With PartyPoker’s departure, PokerStars and Full Tilt Poker subsequently filled the void to eventually become the dominant players they are in the industry today. On the flip side, although PokerStars is currently the industry leader with around ten times the traffic of its nearest competitors, it is also being made to suffer for the previous disregard it showed for American igaming legislation.

PokerStars looking for way back in to USA

Eventually, PokerStars only quit the US market on April 15th, 2011, after the DoJ seized the company’s dot.com domain, and accused it of tricking banks into processing online poker payments contrary to the UIGEA. PokerStars subsequently agreed to prohibit US players from gambling on the site and eventually agreed to pay the DoJ $731 million, primarily in an attempt to ensure a return one day to US online poker, in case of future regulation.

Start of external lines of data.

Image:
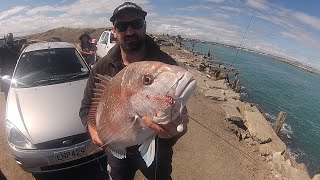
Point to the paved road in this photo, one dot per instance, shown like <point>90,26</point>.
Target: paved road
<point>207,151</point>
<point>10,170</point>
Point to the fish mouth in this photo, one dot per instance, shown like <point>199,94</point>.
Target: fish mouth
<point>185,86</point>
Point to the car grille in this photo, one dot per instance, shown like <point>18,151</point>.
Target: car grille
<point>74,163</point>
<point>63,142</point>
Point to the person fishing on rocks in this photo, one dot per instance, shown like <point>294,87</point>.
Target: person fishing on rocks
<point>133,45</point>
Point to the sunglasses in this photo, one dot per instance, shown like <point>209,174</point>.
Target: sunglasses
<point>135,24</point>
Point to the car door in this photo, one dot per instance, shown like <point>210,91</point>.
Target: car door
<point>101,45</point>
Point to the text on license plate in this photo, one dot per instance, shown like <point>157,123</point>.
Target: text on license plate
<point>70,154</point>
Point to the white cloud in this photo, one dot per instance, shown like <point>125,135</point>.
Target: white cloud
<point>194,8</point>
<point>258,4</point>
<point>215,1</point>
<point>220,25</point>
<point>309,20</point>
<point>10,12</point>
<point>43,9</point>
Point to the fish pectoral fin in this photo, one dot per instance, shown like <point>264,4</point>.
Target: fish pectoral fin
<point>119,153</point>
<point>148,150</point>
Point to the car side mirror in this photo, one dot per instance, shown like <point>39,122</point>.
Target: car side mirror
<point>104,41</point>
<point>6,79</point>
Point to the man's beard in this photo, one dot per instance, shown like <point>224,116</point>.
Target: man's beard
<point>132,43</point>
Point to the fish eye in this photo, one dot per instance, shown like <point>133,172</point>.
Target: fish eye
<point>147,79</point>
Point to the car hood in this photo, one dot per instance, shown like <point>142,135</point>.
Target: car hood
<point>48,112</point>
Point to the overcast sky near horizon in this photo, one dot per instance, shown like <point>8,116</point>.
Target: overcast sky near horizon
<point>289,28</point>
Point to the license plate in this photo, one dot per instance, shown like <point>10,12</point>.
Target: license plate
<point>70,154</point>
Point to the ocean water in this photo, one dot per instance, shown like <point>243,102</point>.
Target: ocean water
<point>276,86</point>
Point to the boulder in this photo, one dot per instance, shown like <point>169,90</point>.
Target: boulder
<point>215,94</point>
<point>219,84</point>
<point>232,113</point>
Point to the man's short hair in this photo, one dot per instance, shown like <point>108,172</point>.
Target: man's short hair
<point>125,7</point>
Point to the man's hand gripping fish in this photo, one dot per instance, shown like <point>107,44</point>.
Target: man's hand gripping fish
<point>143,89</point>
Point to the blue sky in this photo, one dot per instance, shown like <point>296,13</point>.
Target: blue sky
<point>288,28</point>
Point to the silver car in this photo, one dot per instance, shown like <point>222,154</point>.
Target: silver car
<point>44,129</point>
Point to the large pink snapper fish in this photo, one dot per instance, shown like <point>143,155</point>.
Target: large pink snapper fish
<point>148,88</point>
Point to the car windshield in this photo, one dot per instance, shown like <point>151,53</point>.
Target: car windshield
<point>49,66</point>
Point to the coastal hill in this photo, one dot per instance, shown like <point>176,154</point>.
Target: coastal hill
<point>227,138</point>
<point>72,35</point>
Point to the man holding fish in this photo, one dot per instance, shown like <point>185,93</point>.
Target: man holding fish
<point>134,101</point>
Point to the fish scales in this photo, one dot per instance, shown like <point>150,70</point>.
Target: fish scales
<point>152,89</point>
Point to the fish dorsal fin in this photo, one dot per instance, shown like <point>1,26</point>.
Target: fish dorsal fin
<point>119,153</point>
<point>148,150</point>
<point>97,93</point>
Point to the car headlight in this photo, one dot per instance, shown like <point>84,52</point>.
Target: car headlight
<point>16,138</point>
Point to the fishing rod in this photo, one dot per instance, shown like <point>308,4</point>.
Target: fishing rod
<point>245,33</point>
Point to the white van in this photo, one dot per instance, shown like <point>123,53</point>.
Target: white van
<point>105,43</point>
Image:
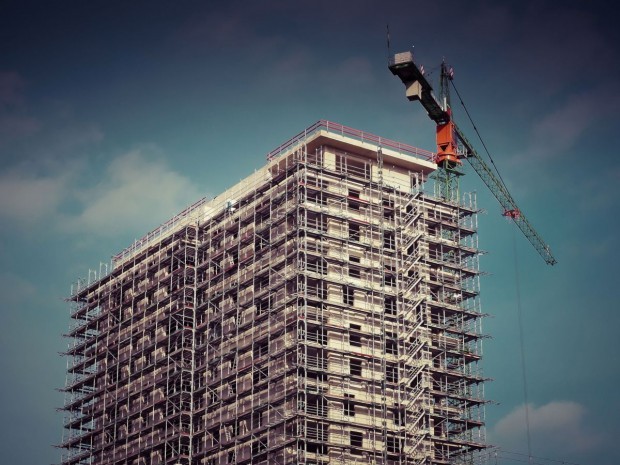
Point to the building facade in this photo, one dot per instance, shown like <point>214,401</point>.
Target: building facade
<point>322,311</point>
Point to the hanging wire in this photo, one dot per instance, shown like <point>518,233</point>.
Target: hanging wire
<point>478,134</point>
<point>522,345</point>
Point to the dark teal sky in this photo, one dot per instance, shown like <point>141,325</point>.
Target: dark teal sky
<point>116,115</point>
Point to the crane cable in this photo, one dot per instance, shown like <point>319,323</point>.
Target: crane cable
<point>522,346</point>
<point>478,134</point>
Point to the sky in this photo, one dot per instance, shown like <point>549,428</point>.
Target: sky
<point>114,116</point>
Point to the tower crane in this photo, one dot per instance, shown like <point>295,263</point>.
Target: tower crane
<point>453,146</point>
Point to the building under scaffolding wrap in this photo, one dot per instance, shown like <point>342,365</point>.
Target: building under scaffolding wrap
<point>322,311</point>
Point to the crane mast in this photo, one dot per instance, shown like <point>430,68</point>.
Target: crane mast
<point>453,146</point>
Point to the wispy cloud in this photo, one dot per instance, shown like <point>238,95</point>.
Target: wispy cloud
<point>27,198</point>
<point>558,429</point>
<point>134,192</point>
<point>137,190</point>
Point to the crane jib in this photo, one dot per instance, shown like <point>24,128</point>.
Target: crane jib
<point>417,87</point>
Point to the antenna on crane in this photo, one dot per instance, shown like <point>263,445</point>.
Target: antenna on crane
<point>387,27</point>
<point>453,146</point>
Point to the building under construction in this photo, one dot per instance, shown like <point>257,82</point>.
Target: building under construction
<point>324,310</point>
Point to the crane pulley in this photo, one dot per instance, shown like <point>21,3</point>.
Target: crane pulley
<point>453,146</point>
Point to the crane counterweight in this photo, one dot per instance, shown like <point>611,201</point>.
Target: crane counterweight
<point>452,146</point>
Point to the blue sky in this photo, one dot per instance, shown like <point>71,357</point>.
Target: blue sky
<point>116,115</point>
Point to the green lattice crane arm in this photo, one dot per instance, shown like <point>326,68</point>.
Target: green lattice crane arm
<point>453,146</point>
<point>500,192</point>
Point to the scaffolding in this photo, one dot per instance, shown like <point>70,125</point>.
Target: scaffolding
<point>324,310</point>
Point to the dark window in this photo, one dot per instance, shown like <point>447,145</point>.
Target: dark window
<point>390,306</point>
<point>357,438</point>
<point>317,334</point>
<point>391,347</point>
<point>393,444</point>
<point>399,416</point>
<point>257,419</point>
<point>261,349</point>
<point>354,232</point>
<point>355,339</point>
<point>348,408</point>
<point>391,374</point>
<point>260,374</point>
<point>347,295</point>
<point>259,446</point>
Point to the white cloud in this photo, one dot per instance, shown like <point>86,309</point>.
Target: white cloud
<point>557,429</point>
<point>137,191</point>
<point>134,193</point>
<point>26,197</point>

Nevertheless, PokerStars failed to acknowledge any dishonest behaviour, and after the settlement was agreed released a statement saying that “PokerStars does not admit to any wrongdoing and is explicitly permitted to apply to relevant U.S. gaming authorities to offer real money online poker when state of federal governments introduce regulation.”

Meanwhile, although all civil complaints against PokerStars have been dropped, the company’s founder, Isai Scheinberg, still has an outstanding federal criminal indictment against him in place. Consequently, PokerStars continues to find its path back into regulated US igaming impeded, with the New Jersey Division of Gaming Enforcement, for instance, citing concerns over the company’s continued association with “bad actor” Isaia Scheinberg as justification for keeping PokerStars fromm the state’s new online gambling framework.

PokerStars turns attention to California

In any case, PokerStars has continued to use all means at its disposal to try and secure a foothold in the nascent US market, and has now turned its attention to the country’s most populated state of California. Needless to say, with 38 million residents and an online poker industry estimated to be worth $2.2 billion in its first year of operation alone according to a Academicon and PokerScout report, PokerStars could easily forgo its early disappointments in favour of winning approval from the jewel in the crown of US igaming. As the studies author Dr. Ingo Fiedler, explains:

“Without a federally regulated online poker market, which appears unlikely, state-by-state markets will stay well below their potential. While a large state like California has a large enough player base to support an in-state market and even reach up to 80% of its market potential, smaller states like Delaware will not be able to maintain a market on their own.”

PokerStars learning from past US state failures

Having seen its previous applications rejected on ‘bad actor’ grounds, The Rational Group, which is the parent company of PokerStars, is keen to avoid a similar situation in California and giving an indication to its latest approach, U.S licensed affiliate marketing platform iGaming Player, recently tweeted that  “PokerStars and the Morongo tribe close to a deal in CA. No wonder there is not ‘bad actor’ clauses in the bill supported by Morongo.”

Currently, the state of California has two bills on the table, namely SB 1366, sponsored by Lou Correa (State Senator) and AB 2291, sponsored by Reginald Jones-Sawyer (Assembly Member). Whether PokerStars manages to gain a foothold in California remains to be seen, but the road ahead is likely to be tough, especially with other tribal interests likely wary of opening the Californian market up to such a formidable, offshore company. The fact remains, however, that analysts now believe regulated online gambling in The Golden State is an inevitability, possibly by 2015, and that a market leader like PokerStars could prove a major boon for the state in developing a profitable, viable regulated igaming environment.